Memphis Depay nie podpisał nowej umowy z Lyonem, a zdaniem Mundo Deportivo działacze francuskiego klubu pogodzili się z tym, że odejdzie. Teraz chcą na nim tylko zarobić. W grze o podpis tego gracza są FC Barcelona i Paris Saint-Germain.
Obecna umowa Holendra wygasa latem, dlatego w teorii już w styczniu mógłby on podpisać przedwstępny kontrakt z innym pracodawcą, by za sześć miesięcy odejść za darmo. Lyon liczy jednak, że do tego nie dojdzie. Les Gones chcą sprzedać piłkarza i zdecydowali się obniżyć jego cenę do zaledwie 5 milionów euro.

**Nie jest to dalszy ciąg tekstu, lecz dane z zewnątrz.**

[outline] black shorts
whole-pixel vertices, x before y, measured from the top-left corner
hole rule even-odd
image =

Działacze Lyonu sami są jednak sobie winni. Latem o gracza usilnie zabiegała Barcelona i chciała zapłacić 25 milionów euro. Jej oferta została jednak przez Francuzów odrzucona. Teraz Les Gones nie mają już szans otrzymać za Memphisa Depaya takich pieniędzy.

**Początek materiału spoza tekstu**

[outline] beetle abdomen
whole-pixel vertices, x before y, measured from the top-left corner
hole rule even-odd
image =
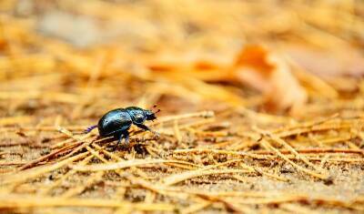
[[[130,115],[123,108],[107,112],[98,121],[98,132],[101,137],[111,136],[116,132],[127,130],[132,124]]]

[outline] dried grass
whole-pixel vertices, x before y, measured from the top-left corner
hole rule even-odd
[[[361,2],[0,10],[0,211],[364,211]],[[298,45],[341,61],[315,70],[315,56],[290,55]],[[113,150],[78,134],[112,108],[155,103],[159,138],[133,127],[130,148]]]

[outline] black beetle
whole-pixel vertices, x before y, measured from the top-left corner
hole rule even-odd
[[[125,138],[126,144],[129,143],[129,128],[132,124],[154,134],[158,135],[157,132],[150,129],[143,123],[146,120],[157,119],[156,114],[159,112],[146,110],[137,107],[128,107],[126,108],[116,108],[105,114],[97,125],[87,127],[84,133],[88,133],[92,129],[97,127],[100,137],[114,137],[118,139],[117,143]]]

Holender nie wybrał jeszcze nowego klubu, ale zdaniem Mundo Deportivo trafi albo na Camp Nou, albo do Paris Saint-Germain. W tym sezonie Ligue 1 zawodnik ten wystąpił w 15 meczach i zdobył w nich osiem goli.
Wielkim zwolennikiem talentu Depaya jest trener Barcelony, Ronald Koeman, który zna dobrze tego gracza ze wspólnej pracy w reprezentacji Holandii. Szkoleniowiec ten nie ukrywa, że chciałby wzmocnić kataloński zespół paroma swoimi rodakami. Obecnie jedynym Holendrem w kadrze jest Frankie de Jong. Zdaniem hiszpańskiej prasy szanse na to, że dołączy do niego Depay są spore.
Pozostaje pytanie czy Barca zgodzi się zapłacić pieniądze Lyonowi, by pozyskać zawodnika od razu, czy też będzie wolała poczekać do lata, by pozyskać go za darmo.